- Official poster
- Directed by: Jon Kasbe; Crystal Moselle;
- Produced by: Jon Kasbe; Crystal Moselle; Bits Sola; Tim Nash; Sally Campbell;
- Cinematography: Jon Kasbe
- Edited by: Daniel Koehler; Enat Sidi; Jon Kasbe;
- Music by: West Dylan Thordson
- Production companies: Kasbe Films; Give Thanks; Impact Partners; Somesuch;
- Distributed by: Gravitas Ventures
- Release dates: June 10, 2022 (Tribeca); May 6, 2025;
- Running time: 89 minutes
- Country: United States
- Language: English

= My Robot Sophia =

2022 American documentary film

My Robot Sophia is a 2022 American documentary film, directed and produced by Jon Kasbe and Crystal Moselle. It follows David Hanson and the creation of Sophia.

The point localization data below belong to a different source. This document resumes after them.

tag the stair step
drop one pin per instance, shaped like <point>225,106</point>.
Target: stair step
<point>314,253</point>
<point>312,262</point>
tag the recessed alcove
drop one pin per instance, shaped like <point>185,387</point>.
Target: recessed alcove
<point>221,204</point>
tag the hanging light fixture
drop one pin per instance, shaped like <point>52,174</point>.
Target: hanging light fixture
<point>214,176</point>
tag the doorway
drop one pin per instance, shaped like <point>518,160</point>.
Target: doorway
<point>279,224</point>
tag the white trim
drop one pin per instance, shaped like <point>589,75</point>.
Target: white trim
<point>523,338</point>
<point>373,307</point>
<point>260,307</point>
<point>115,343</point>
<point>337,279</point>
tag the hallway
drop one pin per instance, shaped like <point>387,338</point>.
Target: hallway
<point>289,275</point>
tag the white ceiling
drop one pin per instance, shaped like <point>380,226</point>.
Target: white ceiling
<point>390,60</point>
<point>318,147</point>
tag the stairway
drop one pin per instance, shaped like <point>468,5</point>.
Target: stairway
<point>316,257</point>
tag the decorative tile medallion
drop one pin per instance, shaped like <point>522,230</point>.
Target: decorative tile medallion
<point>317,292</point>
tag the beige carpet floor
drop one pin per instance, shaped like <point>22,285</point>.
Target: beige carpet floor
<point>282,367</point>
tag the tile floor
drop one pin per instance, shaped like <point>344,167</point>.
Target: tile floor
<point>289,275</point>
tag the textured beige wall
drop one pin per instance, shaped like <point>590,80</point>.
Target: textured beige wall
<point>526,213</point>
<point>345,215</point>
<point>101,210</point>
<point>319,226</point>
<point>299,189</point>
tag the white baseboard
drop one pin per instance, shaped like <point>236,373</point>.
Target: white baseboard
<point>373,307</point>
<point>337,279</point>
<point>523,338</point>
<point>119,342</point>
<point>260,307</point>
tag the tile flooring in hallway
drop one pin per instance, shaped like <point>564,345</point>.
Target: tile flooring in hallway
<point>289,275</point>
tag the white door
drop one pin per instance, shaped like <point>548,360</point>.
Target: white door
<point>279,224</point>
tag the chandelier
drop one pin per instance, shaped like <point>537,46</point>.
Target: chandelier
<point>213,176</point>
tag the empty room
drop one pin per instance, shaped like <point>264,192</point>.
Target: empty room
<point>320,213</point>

It had its world premiere at the Tribeca Festival on June 10, 2022, and is scheduled to be released on May 6, 2025, by Gravitas Ventures.

==Premise==
Follows David Hanson and the creation of Sophia.

==Release==
It had its world premiere at the Tribeca Festival on June 10, 2022. Initially set to be distributed by Showtime Documentary Films in September 2022, The film was subsequently acquired by Gravitas Ventures and set for a May 6, 2025, release.